After a few moments of that, she felt a weight on her back as Toothless gently laid his wing on top of her. Throat rough with bile, pain and loss squirming in her veins like her blood was replaced with eels, she leveled a glare at the beast.

"Don't touch me," she seethed, batting his wing away. "Don't ever touch me." What once was a whisper had graduated to a shout, and the Night Fury moved backward at the force of her anger. She jabbed an accusatory finger in his direction, expression contorting with hate. "It was one of you that killed him, you dragons," she spat the word like it was vile. "He could have stayed in the forge and made weapons and armor, he could have stayed inside, safe, but you had to screw it up." She was crying now, but the words couldn't stop. "You're always this untouchable prize, but Hiccup comes along and he gets to know you, and just when you start to get to know him too he goes and..." the words warped, becoming garbled with her sobs, and Astrid collapsed onto her knees.

She sat and cried for a while, throat still burning from earlier, and Toothless was quiet, more still than she'd ever known him to be. After some time, her breathing began to steady, and her eyes began to clear from the blurriness the tears provided.

There was a shift, when Toothless finally moved and Astrid started at the sound. His tail dragged slowly across the sand until it was in front of her, and she saw the leather replacement for one half of it, straps and rods of metal trailing behind it due to some recent break. Astrid turned to look at the dragon's face, and it twitched from her to the tail, expectantly.

She reached out, almost touching it but stopping herself short. "I can't fix this," she sniffled, hand falling to her side. "I'm not Hiccup."

His chest rumbled again, the same as before, and she didn't even attempt to understand it.

Astrid wiped her eyes, standing up slowly and turning to begin the trek back to Berk when a sound from Toothless stopped her. It wasn't the rumble, or the roar common in training, the best way to describe it would be a coo. Looking at the dragon, she saw it's expression one of concern punctuated with what must have been a question. It wasn't like any human expression, but from the sound Astrid decided that was the only thing it could be.

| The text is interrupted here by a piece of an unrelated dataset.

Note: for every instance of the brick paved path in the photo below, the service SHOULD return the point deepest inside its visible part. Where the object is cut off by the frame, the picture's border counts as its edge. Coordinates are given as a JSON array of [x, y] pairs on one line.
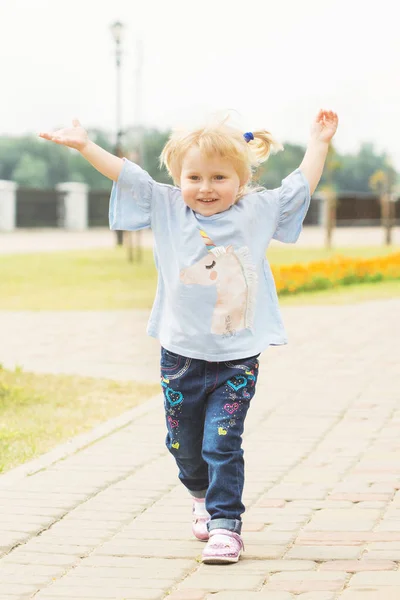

Was it asking where she was going? No, Hiccup had always gone back to Berk, Toothless had to have known about the village. So what was it...? Oh.

It was asking if she was going to return.

Astrid paused, thinking. She didn't have to. Even if it could fly without assistance, the tail mechanism was broken so it probably wouldn't be able to make it out of the cove. She could go back to the village, back to her life, and pretend. Toothless would waste away, and with it, the last reminder of Hiccup.

She could just forget.

'If something goes wrong...'

She shook her head. There wasn't a sword on Berk Hiccup hadn't sharpened or building he hadn't damaged in some way. Toothless was far from the last reminder of Hiccup, and even if he was Astrid knew it wouldn't be so easy to forget.

"I'll be back," she told Toothless, eventually. She hesitated, trying to think of when she thought she could face him again. In a day? A week? "Soon," she decided, and left without another sound from either of them.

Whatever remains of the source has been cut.